Tests beweisen ja das 2133 RAM noch mal 10% mehr Performance drauf legt.
Bringt noch höher getakteter RAM wie z.B. 2400 oder 2666 Bei einem A10-5800k noch etwas mehr ?

Schon mal im Vorraus danke für die Antworten.


----------



## Erok (24. Mai 2013)

Also ich habe 2400er G.Skill verbaut und merke da nicht wirklich viel Unterschied, ob er jetzt als 1333er, 1600er odre eben auf 2400 getaktet läuft.

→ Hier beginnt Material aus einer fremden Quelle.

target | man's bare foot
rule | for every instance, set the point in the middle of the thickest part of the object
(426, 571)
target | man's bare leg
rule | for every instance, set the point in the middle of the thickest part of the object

Das merkt man hauptsächlich in den Benchmarks, fürs spielen oder bei Anwendungen kann man es getrost vergessen


----------



## Eiche (24. Mai 2013)

vermudlich schon aber wozu so teuren ram für eine einstiger cpu?


----------



## Q-Pit (24. Mai 2013)

Die Grafikeinheit benutzt ja den RAM als Videospeicher. Ich würde schon sagen dass schnellerer RAM eine minimale FPS Steigerung bewirkt.. Allerdings lohnt sich der Aufpreis ab 2400Mhz RAM niemals


----------



## Combi (25. Mai 2013)

q-pit,ne das macht keinen unterschied.
damals beim 775er sockel oc,da brachte es was,wenn man anstatt 667er nen schnellen 1050er ram hatte,weil somit das oc-maximum höher lag.
aber für die igpu isses latte,ob du 1866er ram hast,oder 2400...


----------



## Legacyy (25. Mai 2013)

Doch, bei der IGP beim AMD macht das schon nen Unterschied:
Memory Bandwidth Scaling: Feed The Beast : AMD Trinity On The Desktop: A10, A8, And A6 Get Benchmarked!


----------



## cvzone (26. Mai 2013)

IGP hat einen Flaschenhals bei der Speicherbandbreite, der Speicher kann also für die IGP gar nicht schnell genug sein.


----------



## Deeron (26. Mai 2013)

Combi schrieb:


> q-pit,ne das macht keinen unterschied.
> damals beim 775er sockel oc,da brachte es was,wenn man anstatt 667er nen schnellen 1050er ram hatte,weil somit das oc-maximum höher lag.
> aber für die igpu isses latte,ob du 1866er ram hast,oder 2400...


Schon ausprobiert?

Offiziell unterstützt wird nur bis 1866mHz.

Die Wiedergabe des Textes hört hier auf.